Vem o Recorrente invocar um erro decisório e a violação dos art.ºs 171.º, n.º1 e 175.º, n.ºs 1 e 3, do CPA, porque a interposição do recurso hierárquico necessário relativamente à deliberação de 23/05/2007, do CA do SMAS, exigiria a suspensão de tal deliberação e a decisão desse recurso em 30 dias, o que não ocorreu no caso, pois o trabalhador em questão ficou impedido de retomar ao trabalho e o recurso foi tacitamente indeferido. Considera o Recorrente que o incumprimento cumulativo destes dois deveres implica a invalidade do acto sindicado.
O Recorrente confunde os efeitos da interposição de um recurso hierárquico necessário e a respectiva exigência de interposição para a garantia da verificação dos pressupostos processuais para a impugnação judicial da decisão punitiva, com a verificação de efeitos invalidantes da decisão tomada nesse recurso, por tal decisão padecer de ilegalidades próprias ou intrínsecas.
Na PI o A. e Recorrente peticionou a anulação ou a declaração de nulidade da deliberação de 05/09/2007, da CML, que decidiu manter a pena de demissão a J......, associado do A.
Tal decisão foi tomada na sequência de um recurso hierárquico necessário interposto pelo A.
Ora, os eventuais efeitos da interposição desse recurso não se confundem com as invalidades imputáveis à decisão tomada no seu termo, proferida em resposta ao recurso interposto.
No caso em apreço, na resposta ao recurso não foi feita qualquer pronúncia relativamente aos efeitos do recurso ou relativamente à impossibilidade do trabalhador retomar ao serviço.

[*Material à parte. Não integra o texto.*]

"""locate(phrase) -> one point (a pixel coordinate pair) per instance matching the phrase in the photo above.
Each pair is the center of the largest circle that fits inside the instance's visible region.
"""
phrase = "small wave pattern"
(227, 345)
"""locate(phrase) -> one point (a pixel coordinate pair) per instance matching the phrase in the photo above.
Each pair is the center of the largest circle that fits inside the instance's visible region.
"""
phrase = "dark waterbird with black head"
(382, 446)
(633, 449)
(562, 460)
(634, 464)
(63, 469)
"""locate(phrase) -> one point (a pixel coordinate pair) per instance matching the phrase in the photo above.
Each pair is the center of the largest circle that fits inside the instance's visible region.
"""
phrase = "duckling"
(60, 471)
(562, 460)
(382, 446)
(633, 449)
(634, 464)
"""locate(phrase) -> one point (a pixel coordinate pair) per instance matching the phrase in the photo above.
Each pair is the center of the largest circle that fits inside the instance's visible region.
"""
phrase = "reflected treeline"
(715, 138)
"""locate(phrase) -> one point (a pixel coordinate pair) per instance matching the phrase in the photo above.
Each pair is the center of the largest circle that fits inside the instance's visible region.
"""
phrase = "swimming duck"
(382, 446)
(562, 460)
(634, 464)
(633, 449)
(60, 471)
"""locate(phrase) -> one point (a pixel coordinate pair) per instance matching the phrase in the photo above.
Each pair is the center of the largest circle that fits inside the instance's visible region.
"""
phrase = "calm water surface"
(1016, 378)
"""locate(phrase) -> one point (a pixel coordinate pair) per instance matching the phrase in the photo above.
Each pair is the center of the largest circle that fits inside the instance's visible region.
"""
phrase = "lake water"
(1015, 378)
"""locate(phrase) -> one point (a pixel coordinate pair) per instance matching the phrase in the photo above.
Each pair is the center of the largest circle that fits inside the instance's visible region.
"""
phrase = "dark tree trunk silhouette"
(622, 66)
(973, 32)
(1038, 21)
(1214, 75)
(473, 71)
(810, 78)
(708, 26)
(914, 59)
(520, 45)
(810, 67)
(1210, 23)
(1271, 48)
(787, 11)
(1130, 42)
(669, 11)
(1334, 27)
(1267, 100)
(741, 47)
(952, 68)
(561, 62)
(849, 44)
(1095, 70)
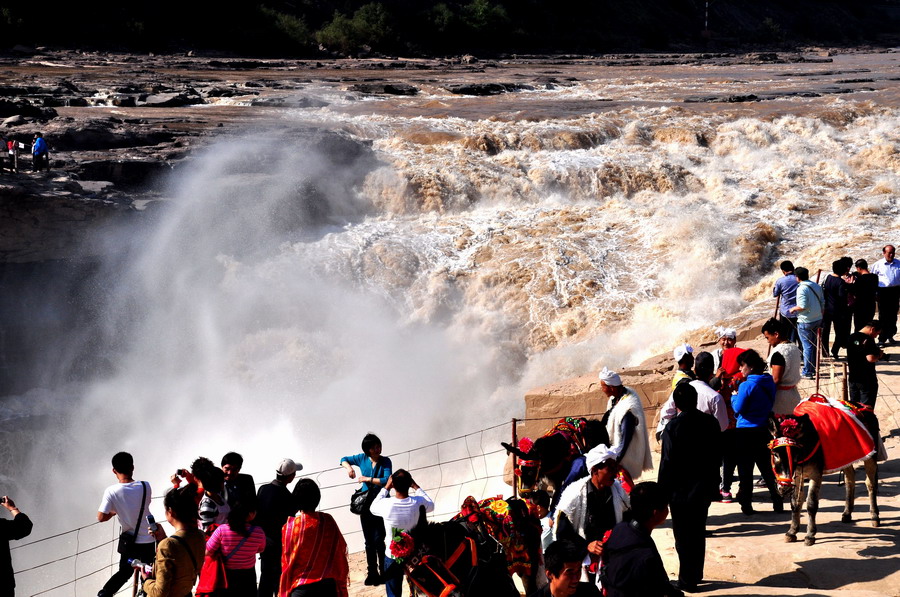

Assim, a decisão tomada em resposta ao indicado recurso nada dispõe sobre essas questões. Nessa mesma medida, tal resposta não colide com os efeitos suspensivos que decorriam da interposição desse recurso.
Nesta acção o A. apenas impugna a deliberação de 23/05/2007, do CA do SMAS, deixando incólume a conduta da Administração que na sequência do recurso que interpôs terá impedido o trabalhador de retomar ao trabalho. Pretendendo o A. reagir contra essa conduta da Administração – que não atribuiu efeitos suspensivos ao recurso necessário interposto e não permitiu a retoma de funções pelo trabalhador – teria de ter peticionado o correspondente pedido condenatório, o que não é feito nesta acção.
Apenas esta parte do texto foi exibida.